C’est normal. “Quand on ne peut plus sortir et qu’on tombe sur cette petite robe qu’on avait l’habitude de porter l’été pour se sentir sexy, on a envie de retrouver ce sentiment, précise Bénédicte Régimont. On a besoin de retrouver notre vie d’avant. Celle-ci est corrélée à nos vêtements. Ils sont porteurs d’un message et d’un marqueur social.”

Les beaux jours arrivent. Pourtant, l’incertitude reste la même. Nos vêtements réactivent la mémoire d’un temps plus calme et agréable. Nous sommes nostalgiques. “Les vêtements sont empreints de souvenirs”, ajoute Bénédicte Régimont. La spécialiste prend l’exemple d’une robe qu’a gardée sa belle-mère, celle qu’elle portait le jour où elle a rencontré le père de son mari. Elle n’est pas sans rappeler ce petit habit qu’on a toutes et tous conservé de notre enfance.

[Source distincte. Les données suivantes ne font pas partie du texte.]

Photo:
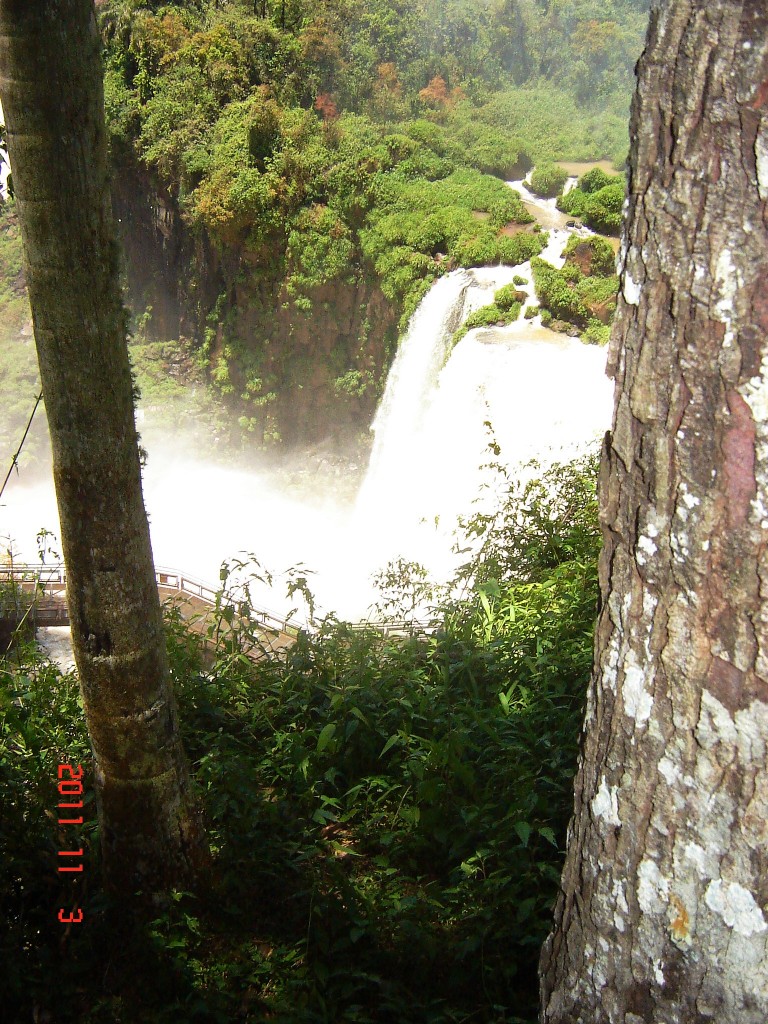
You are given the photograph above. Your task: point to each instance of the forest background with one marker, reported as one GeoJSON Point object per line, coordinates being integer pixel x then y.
{"type": "Point", "coordinates": [387, 815]}
{"type": "Point", "coordinates": [290, 178]}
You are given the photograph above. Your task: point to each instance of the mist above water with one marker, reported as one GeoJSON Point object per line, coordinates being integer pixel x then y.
{"type": "Point", "coordinates": [545, 396]}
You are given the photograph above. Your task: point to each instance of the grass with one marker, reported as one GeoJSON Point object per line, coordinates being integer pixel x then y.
{"type": "Point", "coordinates": [387, 815]}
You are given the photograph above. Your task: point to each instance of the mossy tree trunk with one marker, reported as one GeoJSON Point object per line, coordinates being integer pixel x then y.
{"type": "Point", "coordinates": [663, 914]}
{"type": "Point", "coordinates": [50, 84]}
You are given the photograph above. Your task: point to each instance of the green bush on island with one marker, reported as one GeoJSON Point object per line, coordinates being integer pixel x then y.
{"type": "Point", "coordinates": [548, 180]}
{"type": "Point", "coordinates": [504, 309]}
{"type": "Point", "coordinates": [570, 296]}
{"type": "Point", "coordinates": [598, 200]}
{"type": "Point", "coordinates": [595, 255]}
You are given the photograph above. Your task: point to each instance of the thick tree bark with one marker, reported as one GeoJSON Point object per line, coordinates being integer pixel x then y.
{"type": "Point", "coordinates": [50, 82]}
{"type": "Point", "coordinates": [663, 915]}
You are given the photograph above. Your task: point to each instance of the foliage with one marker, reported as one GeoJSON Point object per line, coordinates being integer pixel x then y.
{"type": "Point", "coordinates": [585, 300]}
{"type": "Point", "coordinates": [548, 180]}
{"type": "Point", "coordinates": [504, 309]}
{"type": "Point", "coordinates": [387, 811]}
{"type": "Point", "coordinates": [294, 138]}
{"type": "Point", "coordinates": [598, 254]}
{"type": "Point", "coordinates": [598, 200]}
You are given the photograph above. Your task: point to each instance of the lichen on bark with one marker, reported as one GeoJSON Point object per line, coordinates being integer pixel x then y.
{"type": "Point", "coordinates": [669, 834]}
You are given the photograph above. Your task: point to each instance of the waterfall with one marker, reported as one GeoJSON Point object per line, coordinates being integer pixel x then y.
{"type": "Point", "coordinates": [543, 395]}
{"type": "Point", "coordinates": [546, 395]}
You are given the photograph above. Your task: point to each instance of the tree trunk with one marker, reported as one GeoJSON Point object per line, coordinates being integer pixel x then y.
{"type": "Point", "coordinates": [663, 912]}
{"type": "Point", "coordinates": [52, 97]}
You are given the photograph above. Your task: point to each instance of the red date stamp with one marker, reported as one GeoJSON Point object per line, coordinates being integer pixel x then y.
{"type": "Point", "coordinates": [71, 800]}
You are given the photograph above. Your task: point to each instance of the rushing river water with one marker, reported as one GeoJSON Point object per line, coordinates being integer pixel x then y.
{"type": "Point", "coordinates": [545, 395]}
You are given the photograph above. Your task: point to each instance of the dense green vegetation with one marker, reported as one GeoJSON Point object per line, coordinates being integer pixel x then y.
{"type": "Point", "coordinates": [315, 152]}
{"type": "Point", "coordinates": [583, 294]}
{"type": "Point", "coordinates": [548, 180]}
{"type": "Point", "coordinates": [387, 813]}
{"type": "Point", "coordinates": [598, 200]}
{"type": "Point", "coordinates": [504, 309]}
{"type": "Point", "coordinates": [308, 160]}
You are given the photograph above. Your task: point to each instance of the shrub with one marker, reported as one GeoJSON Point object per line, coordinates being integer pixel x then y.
{"type": "Point", "coordinates": [548, 180]}
{"type": "Point", "coordinates": [380, 807]}
{"type": "Point", "coordinates": [595, 252]}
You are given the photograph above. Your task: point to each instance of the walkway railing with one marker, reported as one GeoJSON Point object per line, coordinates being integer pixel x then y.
{"type": "Point", "coordinates": [51, 580]}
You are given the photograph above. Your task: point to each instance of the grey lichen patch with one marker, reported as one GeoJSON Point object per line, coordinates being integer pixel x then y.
{"type": "Point", "coordinates": [736, 906]}
{"type": "Point", "coordinates": [761, 160]}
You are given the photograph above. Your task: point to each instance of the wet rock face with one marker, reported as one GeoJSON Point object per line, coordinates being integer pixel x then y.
{"type": "Point", "coordinates": [583, 256]}
{"type": "Point", "coordinates": [320, 368]}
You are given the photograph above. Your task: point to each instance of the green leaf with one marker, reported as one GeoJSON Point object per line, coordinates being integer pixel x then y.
{"type": "Point", "coordinates": [390, 743]}
{"type": "Point", "coordinates": [523, 829]}
{"type": "Point", "coordinates": [326, 736]}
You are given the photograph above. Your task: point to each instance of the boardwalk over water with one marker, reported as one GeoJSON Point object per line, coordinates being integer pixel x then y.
{"type": "Point", "coordinates": [198, 602]}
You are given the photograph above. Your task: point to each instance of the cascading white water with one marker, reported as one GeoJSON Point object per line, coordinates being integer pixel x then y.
{"type": "Point", "coordinates": [545, 394]}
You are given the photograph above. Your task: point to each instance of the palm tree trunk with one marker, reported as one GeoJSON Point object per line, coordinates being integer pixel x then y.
{"type": "Point", "coordinates": [50, 85]}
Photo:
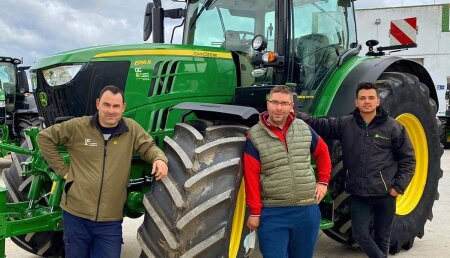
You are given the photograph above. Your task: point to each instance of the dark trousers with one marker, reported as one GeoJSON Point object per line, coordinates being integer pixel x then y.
{"type": "Point", "coordinates": [85, 238]}
{"type": "Point", "coordinates": [372, 220]}
{"type": "Point", "coordinates": [289, 231]}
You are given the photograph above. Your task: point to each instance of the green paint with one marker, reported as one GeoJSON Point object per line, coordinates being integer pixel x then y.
{"type": "Point", "coordinates": [325, 98]}
{"type": "Point", "coordinates": [445, 18]}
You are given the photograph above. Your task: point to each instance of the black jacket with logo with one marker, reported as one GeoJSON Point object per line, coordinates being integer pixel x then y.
{"type": "Point", "coordinates": [377, 156]}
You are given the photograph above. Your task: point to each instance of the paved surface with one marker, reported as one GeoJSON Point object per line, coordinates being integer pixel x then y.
{"type": "Point", "coordinates": [435, 243]}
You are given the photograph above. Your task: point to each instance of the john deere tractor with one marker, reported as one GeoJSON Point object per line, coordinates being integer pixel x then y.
{"type": "Point", "coordinates": [17, 107]}
{"type": "Point", "coordinates": [198, 98]}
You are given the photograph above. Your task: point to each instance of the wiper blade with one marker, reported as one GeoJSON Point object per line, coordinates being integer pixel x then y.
{"type": "Point", "coordinates": [206, 6]}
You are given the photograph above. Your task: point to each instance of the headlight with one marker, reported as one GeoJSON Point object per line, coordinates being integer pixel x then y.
{"type": "Point", "coordinates": [259, 43]}
{"type": "Point", "coordinates": [61, 75]}
{"type": "Point", "coordinates": [33, 81]}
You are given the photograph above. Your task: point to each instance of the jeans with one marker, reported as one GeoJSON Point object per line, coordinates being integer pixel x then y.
{"type": "Point", "coordinates": [372, 220]}
{"type": "Point", "coordinates": [85, 238]}
{"type": "Point", "coordinates": [289, 231]}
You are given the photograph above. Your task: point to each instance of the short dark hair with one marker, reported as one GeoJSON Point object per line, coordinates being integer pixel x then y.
{"type": "Point", "coordinates": [280, 89]}
{"type": "Point", "coordinates": [114, 89]}
{"type": "Point", "coordinates": [366, 86]}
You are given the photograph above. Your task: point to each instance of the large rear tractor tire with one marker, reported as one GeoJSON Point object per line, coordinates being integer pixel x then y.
{"type": "Point", "coordinates": [443, 133]}
{"type": "Point", "coordinates": [47, 244]}
{"type": "Point", "coordinates": [408, 101]}
{"type": "Point", "coordinates": [199, 209]}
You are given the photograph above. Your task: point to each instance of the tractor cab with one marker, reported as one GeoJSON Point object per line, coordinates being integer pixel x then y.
{"type": "Point", "coordinates": [8, 82]}
{"type": "Point", "coordinates": [17, 106]}
{"type": "Point", "coordinates": [304, 39]}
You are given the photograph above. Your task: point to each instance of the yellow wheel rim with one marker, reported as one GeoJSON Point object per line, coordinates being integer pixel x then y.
{"type": "Point", "coordinates": [407, 202]}
{"type": "Point", "coordinates": [238, 222]}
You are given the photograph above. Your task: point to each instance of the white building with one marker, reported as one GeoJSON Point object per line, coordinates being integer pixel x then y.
{"type": "Point", "coordinates": [433, 37]}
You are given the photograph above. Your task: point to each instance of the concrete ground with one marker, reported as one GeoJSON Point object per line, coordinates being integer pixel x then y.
{"type": "Point", "coordinates": [435, 243]}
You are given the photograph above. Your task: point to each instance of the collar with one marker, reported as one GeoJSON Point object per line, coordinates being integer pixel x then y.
{"type": "Point", "coordinates": [263, 118]}
{"type": "Point", "coordinates": [380, 116]}
{"type": "Point", "coordinates": [121, 126]}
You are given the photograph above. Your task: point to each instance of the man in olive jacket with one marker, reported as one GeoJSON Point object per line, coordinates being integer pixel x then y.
{"type": "Point", "coordinates": [379, 162]}
{"type": "Point", "coordinates": [100, 148]}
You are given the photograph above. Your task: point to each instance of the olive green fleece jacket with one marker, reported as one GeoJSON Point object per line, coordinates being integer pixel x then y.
{"type": "Point", "coordinates": [98, 174]}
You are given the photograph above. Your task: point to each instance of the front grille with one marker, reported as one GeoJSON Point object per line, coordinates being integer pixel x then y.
{"type": "Point", "coordinates": [163, 78]}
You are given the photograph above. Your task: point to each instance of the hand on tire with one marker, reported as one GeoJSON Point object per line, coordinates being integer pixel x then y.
{"type": "Point", "coordinates": [159, 169]}
{"type": "Point", "coordinates": [253, 222]}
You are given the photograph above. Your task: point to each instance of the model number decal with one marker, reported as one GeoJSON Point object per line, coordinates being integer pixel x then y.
{"type": "Point", "coordinates": [142, 62]}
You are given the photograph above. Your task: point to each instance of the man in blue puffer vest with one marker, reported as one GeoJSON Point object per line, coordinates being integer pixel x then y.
{"type": "Point", "coordinates": [282, 192]}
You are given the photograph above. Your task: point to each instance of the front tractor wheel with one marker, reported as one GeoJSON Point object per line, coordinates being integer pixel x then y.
{"type": "Point", "coordinates": [199, 209]}
{"type": "Point", "coordinates": [47, 244]}
{"type": "Point", "coordinates": [409, 102]}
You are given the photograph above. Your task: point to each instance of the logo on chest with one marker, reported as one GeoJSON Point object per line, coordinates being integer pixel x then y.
{"type": "Point", "coordinates": [89, 142]}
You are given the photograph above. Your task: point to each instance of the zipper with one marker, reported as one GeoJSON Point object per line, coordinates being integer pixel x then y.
{"type": "Point", "coordinates": [294, 190]}
{"type": "Point", "coordinates": [382, 179]}
{"type": "Point", "coordinates": [101, 181]}
{"type": "Point", "coordinates": [345, 181]}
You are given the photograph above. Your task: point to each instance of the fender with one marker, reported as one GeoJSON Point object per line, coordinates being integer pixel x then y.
{"type": "Point", "coordinates": [370, 71]}
{"type": "Point", "coordinates": [245, 115]}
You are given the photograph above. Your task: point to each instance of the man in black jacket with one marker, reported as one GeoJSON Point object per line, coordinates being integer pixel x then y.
{"type": "Point", "coordinates": [379, 162]}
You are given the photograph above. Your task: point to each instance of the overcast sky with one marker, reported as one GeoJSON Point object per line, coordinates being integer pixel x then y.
{"type": "Point", "coordinates": [33, 29]}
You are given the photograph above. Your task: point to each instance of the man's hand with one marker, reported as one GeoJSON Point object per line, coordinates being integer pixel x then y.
{"type": "Point", "coordinates": [253, 222]}
{"type": "Point", "coordinates": [160, 168]}
{"type": "Point", "coordinates": [393, 193]}
{"type": "Point", "coordinates": [321, 190]}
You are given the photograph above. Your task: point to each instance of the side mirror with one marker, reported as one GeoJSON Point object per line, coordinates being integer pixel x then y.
{"type": "Point", "coordinates": [148, 21]}
{"type": "Point", "coordinates": [22, 83]}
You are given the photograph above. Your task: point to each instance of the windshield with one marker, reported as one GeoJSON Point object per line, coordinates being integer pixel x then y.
{"type": "Point", "coordinates": [8, 81]}
{"type": "Point", "coordinates": [318, 33]}
{"type": "Point", "coordinates": [229, 24]}
{"type": "Point", "coordinates": [321, 31]}
{"type": "Point", "coordinates": [232, 24]}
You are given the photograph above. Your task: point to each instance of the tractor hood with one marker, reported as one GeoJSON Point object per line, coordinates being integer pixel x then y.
{"type": "Point", "coordinates": [83, 55]}
{"type": "Point", "coordinates": [154, 77]}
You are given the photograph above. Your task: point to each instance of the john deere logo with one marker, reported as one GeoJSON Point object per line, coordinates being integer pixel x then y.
{"type": "Point", "coordinates": [43, 99]}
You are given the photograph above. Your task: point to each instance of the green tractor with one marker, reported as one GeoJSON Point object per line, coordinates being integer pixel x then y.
{"type": "Point", "coordinates": [17, 106]}
{"type": "Point", "coordinates": [197, 99]}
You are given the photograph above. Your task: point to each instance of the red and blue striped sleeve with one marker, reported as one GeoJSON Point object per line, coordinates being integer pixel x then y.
{"type": "Point", "coordinates": [252, 170]}
{"type": "Point", "coordinates": [319, 150]}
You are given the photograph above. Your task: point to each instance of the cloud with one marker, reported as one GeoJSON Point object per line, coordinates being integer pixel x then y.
{"type": "Point", "coordinates": [35, 29]}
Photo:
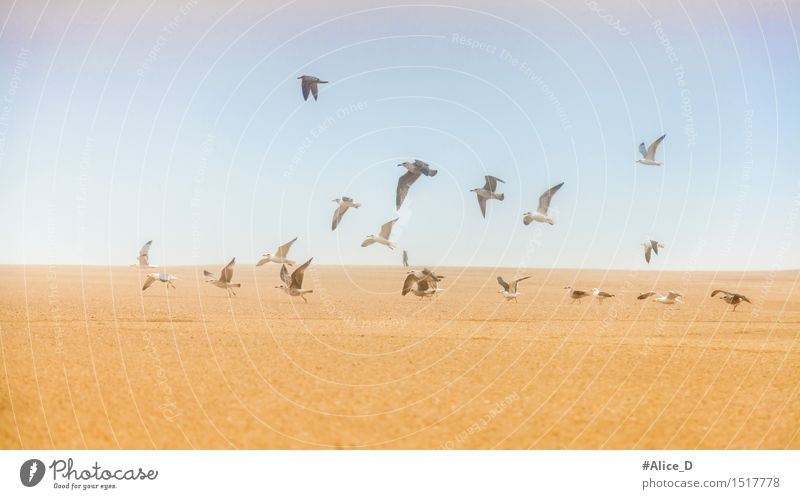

Catherine Bronnimann partage cet avis. La psychothérapeute va même plus loin. Les vêtements, ceux qui nous sont fétiche ou porte-bonheur, sont sans doute les objets les plus à même de créer en nous de la nostalgie. “Ils sont plus près de nous. On les sent sur notre corps. Il y a plus d’implication qu’avec n’importe quel autre objet. Ceux-là, on peut les toucher, certes, mais on ne fait généralement que les voir”, observe-t-elle.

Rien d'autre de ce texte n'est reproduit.